After a particularly bad night, I awoke to something pressing against my back. I turned and saw my son’s beautiful face smiling at me from behind a mountain of blankets. There was a look in his eyes I just couldn’t place. Then I see one of his stuffed animals. Then another. And another. He’d brought his stuffies to cuddle with me. He giggled to himself and quickly scurried out of the room. That’s when I realized what that look in his eyes was: unbridled love.
I tell that story not because it’s an accurate representation of what fatherhood is like, but because it usually shuts up the person asking. That’s important because people without kids can never truly understand what it’s like to be a parent.
They will never feel the savagery of being woken up late at night because of a bad dream. They’ll never know the futility of trying to get their offspring to eat their vegetables at dinner.
Parenting is frustrating. Demanding. Time-sucking. Inexplicable. And it’s gross. So gross.
If I really wanted to convey what it means to be a dad, I’d tell them this story. It happened about a year after the one above.
I was in bed, hung over. I could have forced myself to get up, but I didn’t think anyone else was awake and I didn’t want to be the first out of bed.
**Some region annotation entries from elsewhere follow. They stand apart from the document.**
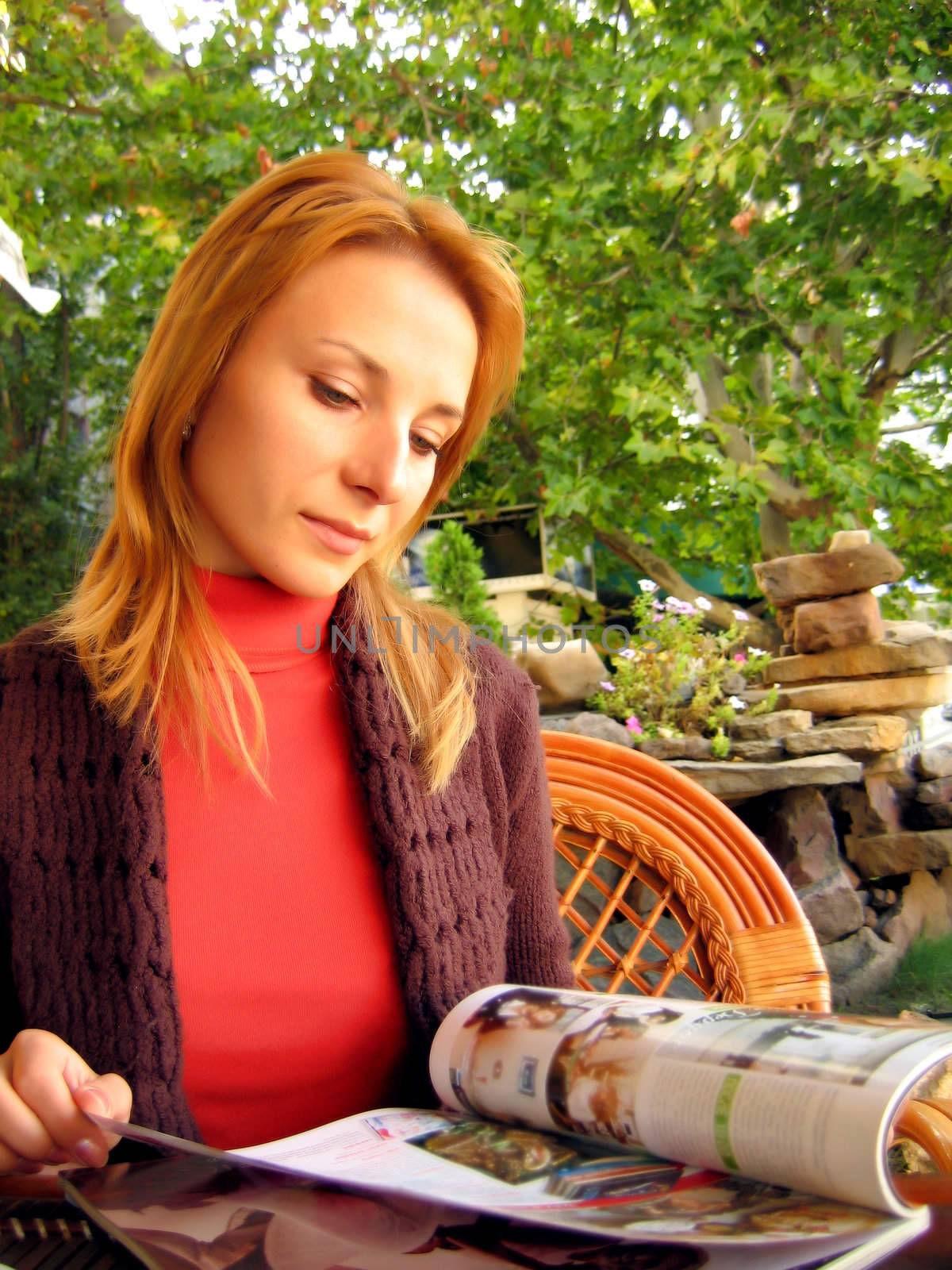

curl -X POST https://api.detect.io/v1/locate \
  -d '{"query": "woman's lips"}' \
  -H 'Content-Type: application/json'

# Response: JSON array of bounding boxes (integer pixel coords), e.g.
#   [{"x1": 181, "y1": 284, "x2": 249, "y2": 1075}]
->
[{"x1": 301, "y1": 512, "x2": 367, "y2": 555}]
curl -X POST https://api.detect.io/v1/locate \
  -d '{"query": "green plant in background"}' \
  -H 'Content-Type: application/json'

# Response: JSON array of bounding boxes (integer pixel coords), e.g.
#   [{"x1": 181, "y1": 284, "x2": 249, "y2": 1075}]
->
[
  {"x1": 844, "y1": 935, "x2": 952, "y2": 1018},
  {"x1": 424, "y1": 521, "x2": 503, "y2": 643},
  {"x1": 589, "y1": 579, "x2": 777, "y2": 758}
]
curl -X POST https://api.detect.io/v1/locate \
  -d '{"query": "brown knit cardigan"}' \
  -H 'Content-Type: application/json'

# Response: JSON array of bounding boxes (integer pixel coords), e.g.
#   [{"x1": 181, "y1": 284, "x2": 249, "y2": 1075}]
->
[{"x1": 0, "y1": 594, "x2": 573, "y2": 1138}]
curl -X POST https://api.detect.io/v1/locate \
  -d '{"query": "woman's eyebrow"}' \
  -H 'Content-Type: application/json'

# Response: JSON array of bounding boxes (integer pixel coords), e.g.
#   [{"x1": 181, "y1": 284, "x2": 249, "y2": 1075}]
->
[{"x1": 317, "y1": 335, "x2": 463, "y2": 423}]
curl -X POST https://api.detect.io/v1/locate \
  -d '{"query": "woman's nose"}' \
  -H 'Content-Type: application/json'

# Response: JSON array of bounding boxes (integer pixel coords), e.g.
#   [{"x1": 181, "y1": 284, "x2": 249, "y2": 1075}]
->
[{"x1": 345, "y1": 421, "x2": 413, "y2": 503}]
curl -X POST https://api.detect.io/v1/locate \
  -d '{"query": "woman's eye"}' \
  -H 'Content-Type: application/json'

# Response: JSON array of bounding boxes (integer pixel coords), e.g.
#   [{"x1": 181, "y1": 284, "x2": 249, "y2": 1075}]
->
[
  {"x1": 410, "y1": 432, "x2": 442, "y2": 459},
  {"x1": 311, "y1": 379, "x2": 357, "y2": 410}
]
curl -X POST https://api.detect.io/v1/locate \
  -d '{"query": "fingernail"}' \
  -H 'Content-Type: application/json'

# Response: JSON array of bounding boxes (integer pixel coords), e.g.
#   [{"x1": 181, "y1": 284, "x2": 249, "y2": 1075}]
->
[{"x1": 72, "y1": 1138, "x2": 108, "y2": 1168}]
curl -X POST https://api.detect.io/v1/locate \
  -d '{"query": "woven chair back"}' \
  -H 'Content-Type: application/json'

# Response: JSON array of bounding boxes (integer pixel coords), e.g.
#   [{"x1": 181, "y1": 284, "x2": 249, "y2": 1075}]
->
[{"x1": 542, "y1": 732, "x2": 830, "y2": 1010}]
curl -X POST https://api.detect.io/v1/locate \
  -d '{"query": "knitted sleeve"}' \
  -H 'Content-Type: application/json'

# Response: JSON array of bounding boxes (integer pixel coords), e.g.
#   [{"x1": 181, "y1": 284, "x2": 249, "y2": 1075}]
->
[
  {"x1": 479, "y1": 659, "x2": 575, "y2": 988},
  {"x1": 0, "y1": 645, "x2": 23, "y2": 1052}
]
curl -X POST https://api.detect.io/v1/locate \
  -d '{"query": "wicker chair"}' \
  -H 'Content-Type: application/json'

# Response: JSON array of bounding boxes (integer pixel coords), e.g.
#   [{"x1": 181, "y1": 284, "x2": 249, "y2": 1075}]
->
[
  {"x1": 542, "y1": 732, "x2": 830, "y2": 1010},
  {"x1": 542, "y1": 732, "x2": 952, "y2": 1172}
]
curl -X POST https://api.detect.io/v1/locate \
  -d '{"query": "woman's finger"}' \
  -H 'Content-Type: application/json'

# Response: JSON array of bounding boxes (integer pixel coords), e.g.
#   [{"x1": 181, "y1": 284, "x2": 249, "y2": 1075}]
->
[{"x1": 8, "y1": 1033, "x2": 108, "y2": 1166}]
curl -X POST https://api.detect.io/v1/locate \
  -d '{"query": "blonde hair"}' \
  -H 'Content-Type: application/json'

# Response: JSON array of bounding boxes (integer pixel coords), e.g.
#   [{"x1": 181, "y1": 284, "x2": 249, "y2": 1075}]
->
[{"x1": 52, "y1": 152, "x2": 524, "y2": 791}]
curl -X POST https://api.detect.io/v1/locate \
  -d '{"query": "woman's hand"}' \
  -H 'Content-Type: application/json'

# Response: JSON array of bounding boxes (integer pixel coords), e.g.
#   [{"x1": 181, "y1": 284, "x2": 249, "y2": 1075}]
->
[{"x1": 0, "y1": 1029, "x2": 132, "y2": 1173}]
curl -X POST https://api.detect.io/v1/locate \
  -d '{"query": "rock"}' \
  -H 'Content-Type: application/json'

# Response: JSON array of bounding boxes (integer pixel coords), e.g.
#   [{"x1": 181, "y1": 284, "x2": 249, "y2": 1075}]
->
[
  {"x1": 916, "y1": 776, "x2": 952, "y2": 802},
  {"x1": 671, "y1": 754, "x2": 863, "y2": 800},
  {"x1": 777, "y1": 605, "x2": 796, "y2": 652},
  {"x1": 797, "y1": 870, "x2": 868, "y2": 944},
  {"x1": 821, "y1": 926, "x2": 901, "y2": 1010},
  {"x1": 514, "y1": 639, "x2": 608, "y2": 710},
  {"x1": 916, "y1": 745, "x2": 952, "y2": 781},
  {"x1": 793, "y1": 591, "x2": 885, "y2": 652},
  {"x1": 637, "y1": 737, "x2": 711, "y2": 760},
  {"x1": 542, "y1": 710, "x2": 631, "y2": 747},
  {"x1": 908, "y1": 802, "x2": 952, "y2": 829},
  {"x1": 731, "y1": 710, "x2": 814, "y2": 741},
  {"x1": 744, "y1": 669, "x2": 952, "y2": 716},
  {"x1": 840, "y1": 860, "x2": 862, "y2": 887},
  {"x1": 844, "y1": 829, "x2": 952, "y2": 878},
  {"x1": 764, "y1": 622, "x2": 952, "y2": 683},
  {"x1": 863, "y1": 749, "x2": 919, "y2": 794},
  {"x1": 783, "y1": 715, "x2": 906, "y2": 758},
  {"x1": 839, "y1": 776, "x2": 903, "y2": 837},
  {"x1": 754, "y1": 542, "x2": 903, "y2": 605},
  {"x1": 730, "y1": 737, "x2": 783, "y2": 764},
  {"x1": 939, "y1": 868, "x2": 952, "y2": 922},
  {"x1": 827, "y1": 529, "x2": 872, "y2": 551},
  {"x1": 869, "y1": 887, "x2": 899, "y2": 912},
  {"x1": 766, "y1": 787, "x2": 843, "y2": 889},
  {"x1": 882, "y1": 870, "x2": 952, "y2": 952}
]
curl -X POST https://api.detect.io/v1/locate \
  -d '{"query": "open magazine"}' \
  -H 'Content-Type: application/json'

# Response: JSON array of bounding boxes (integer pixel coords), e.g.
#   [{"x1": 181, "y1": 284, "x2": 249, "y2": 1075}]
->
[{"x1": 74, "y1": 986, "x2": 952, "y2": 1270}]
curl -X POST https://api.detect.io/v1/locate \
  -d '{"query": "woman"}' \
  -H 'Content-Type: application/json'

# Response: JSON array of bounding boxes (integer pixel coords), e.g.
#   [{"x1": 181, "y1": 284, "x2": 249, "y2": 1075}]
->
[{"x1": 0, "y1": 154, "x2": 571, "y2": 1170}]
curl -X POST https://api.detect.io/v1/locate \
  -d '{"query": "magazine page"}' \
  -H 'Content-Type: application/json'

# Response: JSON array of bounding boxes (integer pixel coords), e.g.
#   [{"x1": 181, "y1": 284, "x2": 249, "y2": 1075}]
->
[
  {"x1": 91, "y1": 1107, "x2": 927, "y2": 1270},
  {"x1": 430, "y1": 986, "x2": 952, "y2": 1214},
  {"x1": 63, "y1": 1154, "x2": 923, "y2": 1270}
]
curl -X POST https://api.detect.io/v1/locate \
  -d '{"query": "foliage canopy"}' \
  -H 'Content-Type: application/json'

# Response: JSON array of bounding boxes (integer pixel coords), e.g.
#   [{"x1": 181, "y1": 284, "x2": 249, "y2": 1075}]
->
[{"x1": 0, "y1": 0, "x2": 952, "y2": 643}]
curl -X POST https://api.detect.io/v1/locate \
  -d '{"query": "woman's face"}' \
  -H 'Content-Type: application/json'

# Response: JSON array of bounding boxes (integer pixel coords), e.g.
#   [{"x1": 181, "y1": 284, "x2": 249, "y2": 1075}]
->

That meant I’d have had to make breakfast or wash socks or whatever it is responsible adults do first thing in the morning.
So, like the functional adult I was, I pulled the blankets over my head and pretended to be asleep. That’s when I felt something pressing against my back. I pulled the blankets down to see the beaming face of my kid. Again, there was a look in his eyes I just couldn’t place. Without warning, he hurled something straight at my face. Whatever it was hit me right in the eye.
Through a steady stream of blinks, I looked down to see the scrunched-up wrapper of one of his mother’s feminine hygiene products. Being the functional adult I was, I immediately shrieked. And then I realized what that look in his eyes was: unrepentant mischief. He smirked and walked out of the room. With swagger.
And I laughed. No person I have ever known has made me laugh as hard or as often as my son does.
People without kids will never know how tedious parenting can be. But they’ll also never know the sheer joy of a kid coming home with an empty lunch box or the amazement of seeing their kid chew a stick of broccoli without complaint.
And they’ll never know how it feels to have your neck gripped in a chokehold because your son had a nightmare and the only thing that could make him feel safe are cuddles from his dad.
So yeah, it’s hard to explain how being a parent has changed my life. But I wouldn’t change being a dad for anything in the world.